Sustainable Food Systems, a research study commissioned by Corteva and conducted by Longitude, a Financial Times Company, surveyed 600 European farm owners and managers and 2,500 European consumers to find out about these consumer expectations and how farmers are responding to them.
It found European farmers concerned by these changing consumer trends: more than a quarter (28%) say that changing consumer demands are among the greatest challenges they face today. In the UK, it is the top challenge for 39% of farmers.
More than half (56%) of the farmers believe that consumers are going to want more sustainably-produced food in future, and 42% have already changed their agricultural planning to meet that demand.
Sustainability champions take a financial hit
Some European farmers are quite far ahead in their implementation of sustainable agricultural practices such as water conservation and agroforestry. Out of the 600 farmers surveyed, 78% say they have implemented up to two sustainable practices, and 22% say they have implemented three or more sustainable practices. The study calls the latter group the “sustainability champions,” and takes a close look at how their answers to the survey compare with those of the rest of the farmers.

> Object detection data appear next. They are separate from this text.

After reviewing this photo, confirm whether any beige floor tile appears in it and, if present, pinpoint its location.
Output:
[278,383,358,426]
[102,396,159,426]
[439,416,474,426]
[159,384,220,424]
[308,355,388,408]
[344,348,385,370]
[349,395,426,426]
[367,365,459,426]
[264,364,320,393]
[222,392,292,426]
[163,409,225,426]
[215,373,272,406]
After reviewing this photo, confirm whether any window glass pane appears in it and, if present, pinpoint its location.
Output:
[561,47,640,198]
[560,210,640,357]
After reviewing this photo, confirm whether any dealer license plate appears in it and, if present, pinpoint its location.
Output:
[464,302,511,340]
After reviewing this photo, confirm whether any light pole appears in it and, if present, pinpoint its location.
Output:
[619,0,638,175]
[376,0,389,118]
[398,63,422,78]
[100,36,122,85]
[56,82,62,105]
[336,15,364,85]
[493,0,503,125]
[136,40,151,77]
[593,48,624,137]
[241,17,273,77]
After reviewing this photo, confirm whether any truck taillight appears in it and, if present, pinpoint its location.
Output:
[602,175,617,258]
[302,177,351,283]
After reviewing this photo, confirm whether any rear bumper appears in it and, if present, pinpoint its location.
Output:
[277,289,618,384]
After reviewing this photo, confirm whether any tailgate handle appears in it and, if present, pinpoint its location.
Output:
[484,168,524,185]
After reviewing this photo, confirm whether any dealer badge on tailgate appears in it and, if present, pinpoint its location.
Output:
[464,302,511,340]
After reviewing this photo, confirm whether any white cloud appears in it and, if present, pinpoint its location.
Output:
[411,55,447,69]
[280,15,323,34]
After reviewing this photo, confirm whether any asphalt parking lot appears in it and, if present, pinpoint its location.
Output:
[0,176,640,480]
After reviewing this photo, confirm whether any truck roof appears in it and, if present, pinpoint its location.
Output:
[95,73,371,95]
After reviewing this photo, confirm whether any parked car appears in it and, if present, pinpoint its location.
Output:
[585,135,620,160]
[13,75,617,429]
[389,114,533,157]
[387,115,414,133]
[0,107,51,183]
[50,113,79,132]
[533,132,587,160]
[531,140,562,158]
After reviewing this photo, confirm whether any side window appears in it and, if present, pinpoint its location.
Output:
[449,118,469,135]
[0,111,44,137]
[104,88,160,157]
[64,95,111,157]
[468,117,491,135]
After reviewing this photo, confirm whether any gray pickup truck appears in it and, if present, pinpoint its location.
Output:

That comparison finds the “sustainability champions” more likely to say they are under financial pressure: 69% say they have to invest more in order to implement their sustainability practices – compared with just 24% of the rest of the farmers. And 43% of the sustainability champions say that meeting consumer demands for sustainably-produced food is subsidized by cutting profit margin in the supply chain – compared with only a quarter of the other farmers.
But consumers are ready to pitch in
Michael Goebbels, Director of Corporate Responsibility for international wholesaler Metro AG, says that food is currently sold below its worth, and before long the costs of mitigating negative impacts on the environment and society will have to be incorporated into the price of food.
The question is, which part of the food chain will shoulder that price hike? Will farmers, like the “sustainability champions” do now, have to bear the cost of sustainability? Maybe not. Sustainable Food Systems finds that 52% of European consumers are ready to expand their food budgets by up to 20% in order to buy sustainable produce.
Consumers are ready, so while the “sustainability champions” are taking a financial hit now, their investment in sustainable practices will start to pay off. In today’s market, food producers that can anticipate and respond to these consumer trends will seize the competitive advantage.